Why does this "proof" fail to show rationals are uncountable?

Question

I know that rationals are countable, but I'm not seeing the flaw in this reasoning showing that rationals are uncountable:

We start by defining $f:\Bbb N \to \Bbb Q$ such that $$ 1 \mapsto \frac{p_1}{q_1}\\ 2 \mapsto \frac{p_2}{q_2}\\ 3 \mapsto \frac{p_3}{q_3}\\ .\\ .\\ .\\ $$

Then, we construct a new rational number, $c$, such that

$$c=\frac{2^{p_1}5^{p_2}11^{p_3}...}{3^{q_1}7^{q_2}13^{q_3}...}$$

where we choose the bases of the exponents to be prime numbers, alternating between numerator and denominator. We know $c$ is in simplest form, and both the numerator and denominator are unique. Therefore, $c$ is not in our list which contradicts our assumption that we can construct an all-inclusive listing.

Obviously the conclusion is absurd, but why? Secondly, why can this reasoning be used to prove $\Bbb R$ is uncountable but can't be used to prove $\Bbb Q$ is uncountable?

Answer 1

First of all, as mentioned in the comments the "object" $c$ you've described is rather problematic: it's not at all clear that that infinite product is well-defined (that is, that the appropriate limit actually exists and is finite).

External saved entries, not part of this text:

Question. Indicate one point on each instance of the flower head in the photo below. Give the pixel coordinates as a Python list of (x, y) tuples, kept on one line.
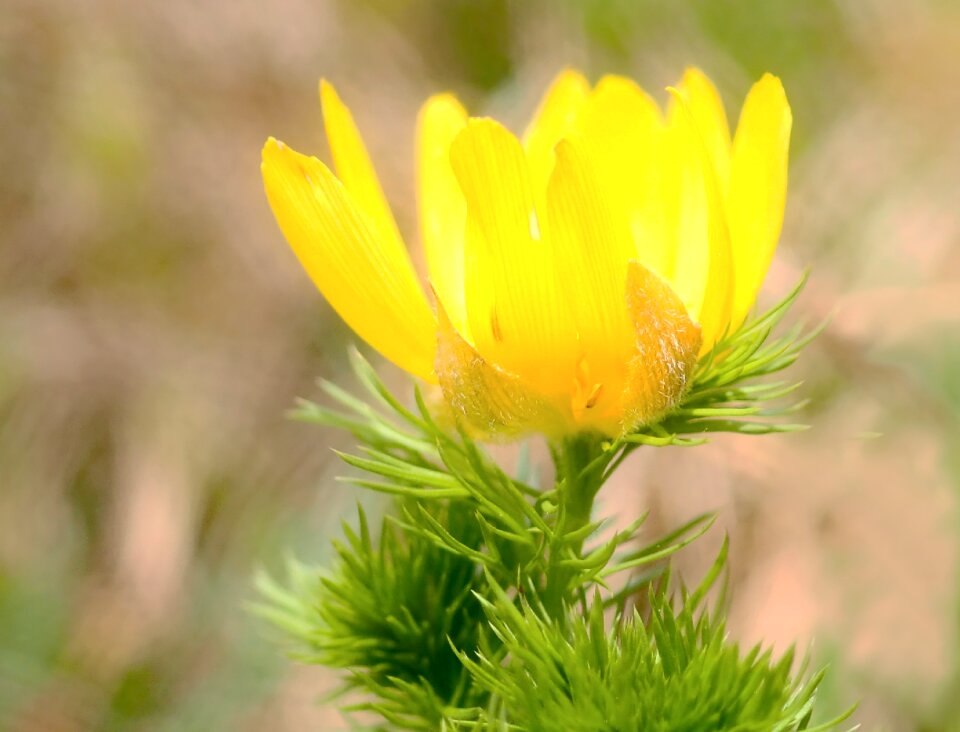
[(577, 273)]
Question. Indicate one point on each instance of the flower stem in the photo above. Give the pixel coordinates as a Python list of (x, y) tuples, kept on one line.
[(576, 488)]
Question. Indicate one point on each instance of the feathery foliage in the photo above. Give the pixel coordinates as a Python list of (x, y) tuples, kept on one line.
[(488, 603)]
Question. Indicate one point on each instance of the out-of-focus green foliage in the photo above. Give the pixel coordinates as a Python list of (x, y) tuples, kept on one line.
[(153, 328)]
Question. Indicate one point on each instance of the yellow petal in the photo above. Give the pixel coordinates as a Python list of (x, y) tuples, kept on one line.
[(667, 344), (704, 276), (443, 211), (592, 248), (555, 119), (706, 108), (483, 396), (353, 165), (623, 129), (758, 187), (517, 314), (368, 279)]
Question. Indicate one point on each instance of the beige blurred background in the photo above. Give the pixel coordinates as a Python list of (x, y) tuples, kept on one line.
[(154, 328)]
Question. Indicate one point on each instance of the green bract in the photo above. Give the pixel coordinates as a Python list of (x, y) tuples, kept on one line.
[(489, 603)]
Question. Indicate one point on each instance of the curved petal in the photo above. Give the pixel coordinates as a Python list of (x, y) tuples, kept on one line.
[(592, 248), (483, 396), (706, 108), (443, 211), (517, 313), (555, 119), (703, 275), (667, 344), (368, 279), (353, 165), (758, 187), (623, 129)]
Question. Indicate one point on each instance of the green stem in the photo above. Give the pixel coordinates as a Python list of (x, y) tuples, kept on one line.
[(576, 489)]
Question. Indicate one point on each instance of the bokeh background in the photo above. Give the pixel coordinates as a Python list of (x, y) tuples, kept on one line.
[(154, 328)]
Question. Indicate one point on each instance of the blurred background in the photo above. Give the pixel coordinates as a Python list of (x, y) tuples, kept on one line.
[(154, 328)]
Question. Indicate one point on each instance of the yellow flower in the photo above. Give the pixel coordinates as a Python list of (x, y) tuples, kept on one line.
[(577, 274)]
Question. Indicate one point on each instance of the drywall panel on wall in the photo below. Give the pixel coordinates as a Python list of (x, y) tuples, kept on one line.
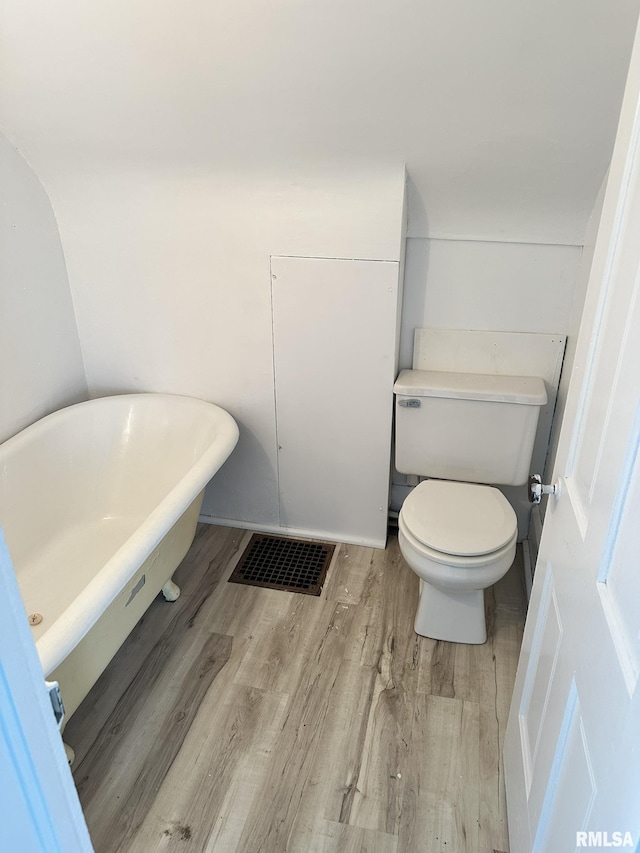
[(510, 353), (509, 287), (334, 325), (40, 361)]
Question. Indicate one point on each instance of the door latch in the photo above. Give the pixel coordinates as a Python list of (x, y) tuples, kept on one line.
[(53, 688), (537, 489)]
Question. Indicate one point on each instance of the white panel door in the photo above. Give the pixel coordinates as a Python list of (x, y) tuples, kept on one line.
[(335, 342), (573, 739)]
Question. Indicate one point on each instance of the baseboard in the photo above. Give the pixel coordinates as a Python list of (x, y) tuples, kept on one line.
[(300, 533)]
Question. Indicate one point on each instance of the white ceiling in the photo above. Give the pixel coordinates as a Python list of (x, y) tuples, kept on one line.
[(503, 110)]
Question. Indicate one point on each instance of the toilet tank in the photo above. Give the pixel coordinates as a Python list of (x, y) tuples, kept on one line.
[(465, 426)]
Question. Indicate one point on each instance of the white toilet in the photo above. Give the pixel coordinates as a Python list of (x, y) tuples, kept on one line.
[(461, 430)]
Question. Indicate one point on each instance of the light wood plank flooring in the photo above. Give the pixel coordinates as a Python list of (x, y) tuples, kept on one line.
[(245, 719)]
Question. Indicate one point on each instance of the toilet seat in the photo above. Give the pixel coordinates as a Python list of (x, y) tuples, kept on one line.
[(455, 522), (452, 560)]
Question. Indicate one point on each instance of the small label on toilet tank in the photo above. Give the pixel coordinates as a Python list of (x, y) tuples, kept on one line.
[(136, 590)]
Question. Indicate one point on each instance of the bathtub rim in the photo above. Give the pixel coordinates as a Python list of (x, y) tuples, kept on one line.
[(78, 618)]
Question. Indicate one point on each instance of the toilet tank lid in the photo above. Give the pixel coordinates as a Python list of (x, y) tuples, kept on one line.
[(526, 390)]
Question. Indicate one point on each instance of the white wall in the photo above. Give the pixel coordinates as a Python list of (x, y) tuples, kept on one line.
[(491, 286), (172, 289), (40, 362), (182, 143), (575, 318), (503, 111)]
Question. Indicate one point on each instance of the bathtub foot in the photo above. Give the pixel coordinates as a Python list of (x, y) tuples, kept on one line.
[(171, 591)]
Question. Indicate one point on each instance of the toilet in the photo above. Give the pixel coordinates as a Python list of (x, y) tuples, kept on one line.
[(465, 433)]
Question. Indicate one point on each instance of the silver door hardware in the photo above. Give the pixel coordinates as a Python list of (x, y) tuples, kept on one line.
[(55, 696), (537, 489)]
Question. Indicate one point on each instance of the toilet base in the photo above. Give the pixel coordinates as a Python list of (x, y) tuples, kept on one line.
[(456, 617)]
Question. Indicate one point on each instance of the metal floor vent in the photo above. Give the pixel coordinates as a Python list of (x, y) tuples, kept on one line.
[(295, 565)]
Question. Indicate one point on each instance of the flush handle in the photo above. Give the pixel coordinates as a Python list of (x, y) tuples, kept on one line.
[(537, 489)]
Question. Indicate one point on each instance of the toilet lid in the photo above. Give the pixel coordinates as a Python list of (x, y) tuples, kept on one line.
[(459, 518)]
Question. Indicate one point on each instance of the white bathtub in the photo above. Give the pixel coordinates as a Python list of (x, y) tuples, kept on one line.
[(99, 503)]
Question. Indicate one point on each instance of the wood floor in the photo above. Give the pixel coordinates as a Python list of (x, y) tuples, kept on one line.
[(245, 719)]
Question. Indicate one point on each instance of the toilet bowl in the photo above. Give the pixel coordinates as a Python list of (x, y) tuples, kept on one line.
[(459, 538)]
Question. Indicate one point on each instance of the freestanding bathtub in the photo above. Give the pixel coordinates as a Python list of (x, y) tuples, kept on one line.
[(99, 504)]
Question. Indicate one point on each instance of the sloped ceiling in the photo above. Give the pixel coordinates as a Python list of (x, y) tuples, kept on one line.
[(504, 110)]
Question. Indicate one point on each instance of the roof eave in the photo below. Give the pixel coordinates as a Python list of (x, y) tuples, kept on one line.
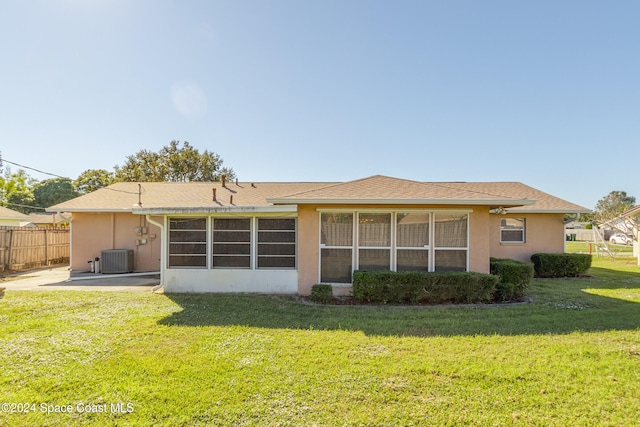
[(88, 210), (361, 201), (562, 211), (213, 209)]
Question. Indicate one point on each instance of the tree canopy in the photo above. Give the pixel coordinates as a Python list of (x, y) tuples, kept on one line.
[(173, 164), (612, 205), (93, 179), (16, 191), (53, 191)]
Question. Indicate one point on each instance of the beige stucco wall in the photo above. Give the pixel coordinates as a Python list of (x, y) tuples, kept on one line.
[(309, 235), (543, 233), (93, 232)]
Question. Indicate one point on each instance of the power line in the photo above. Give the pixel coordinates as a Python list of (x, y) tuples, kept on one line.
[(3, 160), (24, 206)]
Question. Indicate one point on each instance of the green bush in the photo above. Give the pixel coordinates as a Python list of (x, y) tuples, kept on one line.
[(560, 265), (322, 293), (515, 277), (420, 287)]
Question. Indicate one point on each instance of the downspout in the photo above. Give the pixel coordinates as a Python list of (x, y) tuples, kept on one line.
[(70, 238), (162, 252)]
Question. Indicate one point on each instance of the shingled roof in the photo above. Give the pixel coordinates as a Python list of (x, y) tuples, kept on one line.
[(172, 197)]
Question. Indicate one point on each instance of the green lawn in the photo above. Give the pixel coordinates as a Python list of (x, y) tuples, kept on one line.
[(571, 357)]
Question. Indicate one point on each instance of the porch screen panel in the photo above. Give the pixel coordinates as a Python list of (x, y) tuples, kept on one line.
[(336, 247), (451, 242), (277, 243), (188, 242), (374, 241), (231, 243), (412, 241)]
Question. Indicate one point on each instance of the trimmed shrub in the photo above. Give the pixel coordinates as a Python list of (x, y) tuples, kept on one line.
[(560, 265), (411, 287), (322, 293), (515, 277)]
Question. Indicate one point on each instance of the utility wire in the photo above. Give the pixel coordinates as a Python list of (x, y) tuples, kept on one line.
[(25, 206), (33, 169)]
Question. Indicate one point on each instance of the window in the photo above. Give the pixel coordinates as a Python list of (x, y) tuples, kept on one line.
[(512, 230), (412, 241), (450, 242), (336, 247), (374, 241), (188, 242), (276, 243), (231, 243), (397, 240)]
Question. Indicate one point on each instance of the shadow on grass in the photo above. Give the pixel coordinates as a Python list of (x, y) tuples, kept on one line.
[(560, 306)]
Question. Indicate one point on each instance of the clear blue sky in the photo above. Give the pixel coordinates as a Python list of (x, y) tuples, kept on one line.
[(542, 92)]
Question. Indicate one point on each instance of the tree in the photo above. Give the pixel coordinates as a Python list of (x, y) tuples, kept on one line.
[(612, 206), (173, 164), (16, 191), (609, 208), (93, 179), (53, 191)]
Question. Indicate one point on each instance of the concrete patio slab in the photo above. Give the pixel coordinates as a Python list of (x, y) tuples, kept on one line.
[(59, 278)]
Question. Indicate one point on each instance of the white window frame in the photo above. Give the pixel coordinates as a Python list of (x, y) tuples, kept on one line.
[(357, 245), (523, 220), (431, 247), (205, 243), (351, 247), (257, 243), (250, 243), (422, 248)]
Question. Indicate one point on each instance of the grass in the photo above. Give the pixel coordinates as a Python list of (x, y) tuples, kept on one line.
[(569, 358), (590, 248)]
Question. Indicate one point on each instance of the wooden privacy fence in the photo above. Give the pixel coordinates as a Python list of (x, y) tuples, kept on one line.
[(24, 248)]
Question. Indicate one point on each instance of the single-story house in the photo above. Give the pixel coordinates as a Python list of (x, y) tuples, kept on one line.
[(11, 218), (268, 237), (632, 220)]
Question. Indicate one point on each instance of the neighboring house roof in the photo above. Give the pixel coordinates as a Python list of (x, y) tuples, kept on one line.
[(172, 197), (6, 213), (634, 211), (49, 218)]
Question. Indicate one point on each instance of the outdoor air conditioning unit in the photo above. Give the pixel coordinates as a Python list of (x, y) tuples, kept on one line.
[(117, 261)]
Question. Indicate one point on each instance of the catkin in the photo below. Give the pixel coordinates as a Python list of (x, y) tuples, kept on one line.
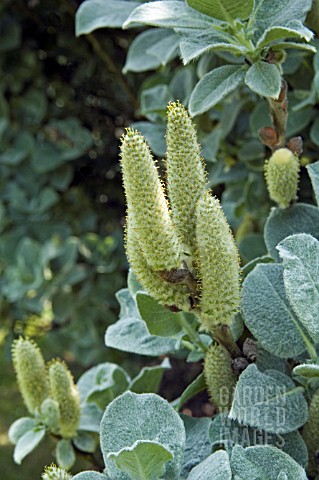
[(165, 293), (65, 393), (53, 472), (218, 265), (219, 376), (186, 176), (31, 373), (147, 205), (282, 176)]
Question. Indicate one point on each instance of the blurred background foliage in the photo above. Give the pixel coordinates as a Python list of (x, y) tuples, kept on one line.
[(64, 103)]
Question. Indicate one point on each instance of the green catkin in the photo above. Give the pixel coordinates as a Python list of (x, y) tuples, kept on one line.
[(310, 434), (147, 205), (163, 292), (219, 376), (282, 176), (53, 472), (218, 265), (186, 176), (63, 391), (31, 373)]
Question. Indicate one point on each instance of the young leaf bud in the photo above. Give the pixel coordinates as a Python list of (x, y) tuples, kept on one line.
[(31, 373), (219, 376), (163, 292), (218, 265), (310, 433), (186, 177), (65, 393), (282, 176), (147, 205), (55, 473)]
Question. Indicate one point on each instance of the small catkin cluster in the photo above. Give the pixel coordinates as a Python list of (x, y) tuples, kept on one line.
[(53, 472), (48, 391), (282, 176), (219, 376), (310, 435), (180, 248), (65, 393), (31, 373)]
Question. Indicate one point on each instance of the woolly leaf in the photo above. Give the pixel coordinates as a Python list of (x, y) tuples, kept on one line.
[(131, 418), (268, 401), (102, 383), (267, 312), (131, 335), (65, 454), (159, 320), (264, 462), (20, 427), (264, 78), (225, 10), (300, 256), (193, 47), (168, 14), (227, 432), (214, 86), (90, 418), (218, 463), (149, 378), (307, 370), (26, 443), (198, 446), (293, 29), (145, 460), (84, 441), (94, 14), (141, 55), (197, 386), (300, 218), (269, 13), (313, 171)]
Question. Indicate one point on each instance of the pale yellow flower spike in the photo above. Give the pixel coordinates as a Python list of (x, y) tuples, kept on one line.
[(218, 265), (282, 176), (31, 373), (65, 393), (186, 176), (147, 205)]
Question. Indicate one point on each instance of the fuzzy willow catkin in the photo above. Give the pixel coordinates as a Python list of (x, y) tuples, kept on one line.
[(310, 434), (186, 177), (65, 393), (31, 373), (219, 376), (53, 472), (147, 205), (166, 294), (282, 176), (218, 265)]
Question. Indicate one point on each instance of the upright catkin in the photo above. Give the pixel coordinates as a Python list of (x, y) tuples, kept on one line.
[(219, 376), (65, 393), (31, 373), (282, 176), (310, 434), (218, 265), (165, 293), (186, 176), (147, 204), (53, 472)]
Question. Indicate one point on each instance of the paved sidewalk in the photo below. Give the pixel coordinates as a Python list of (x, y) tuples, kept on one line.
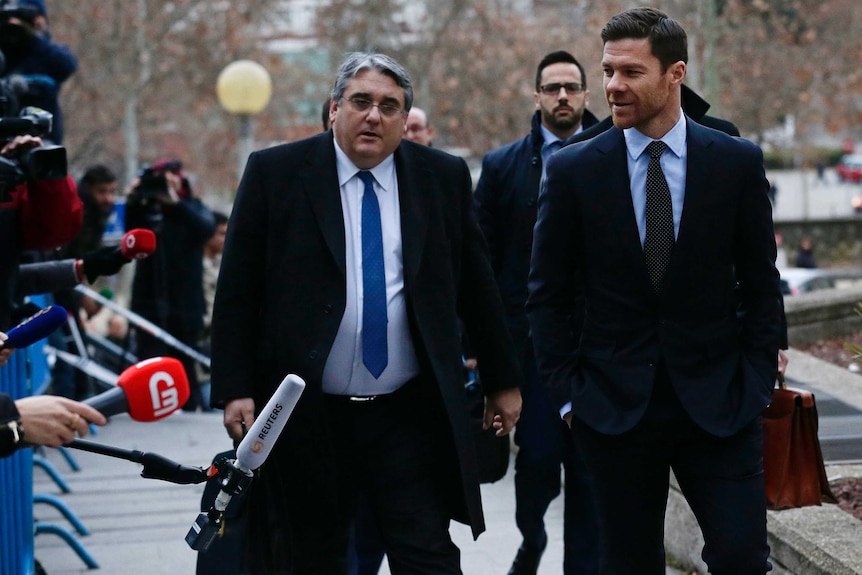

More subtly, your argument that $c$ is not on the list breaks down since things aren't "stable" as we take the limit: it's a good exercise to show that there is a sequence of naturals $(a_i)_{i\in\mathbb{N}}$ such that $$\lim_{n\rightarrow\infty}\prod_{i=1}^n{(p_{2i-1})^{a_{2i-1}}\over (p_{2i})^{a_{2i}}}={17\over 42}$$ (for example).

That said, this is in some sense superficial: we can replace the OP's construction with a "digit-by-digit" construction, a la Cantor's diagonal argument, and produce a totally well-defined real number guaranteed to not be on the starting list. So why doesn't that show that the rationals are uncountable?

Well, the point is that there are actually two things we have to show about the "antidiagonal" object $\alpha$ we've constructed from a list $L$ in order to move forward with the diagonal argument:

• We must show that $\alpha$ is not in fact in $L$.

• We also must show that $\alpha$ is the "right sort of thing:" if the goal is to show that $L$ does not exhaust some set $S$, we have to argue that $\alpha\in S$.

When we're looking at the usual diagonal argument, this second step is basically trivial: any infinite string of digits is the expansion of a real number in $[0,1]$.

• More precisely, and in base $2$ for convenience: for any infinite binary sequence $(c_i)_{i\in\mathbb{N}}$, the limit $\lim_{n\rightarrow\infty}\sum_{i=1}^n2^{-i}c_i$ exists and is in $[0,1]$.

For this reason it's often unstated. However, in general this may not be obvious, or indeed may be false. The OP is a case of the latter: when we apply the diagonal argument to a list of rationals, we get a real number (so far so good) which is not rational (oops).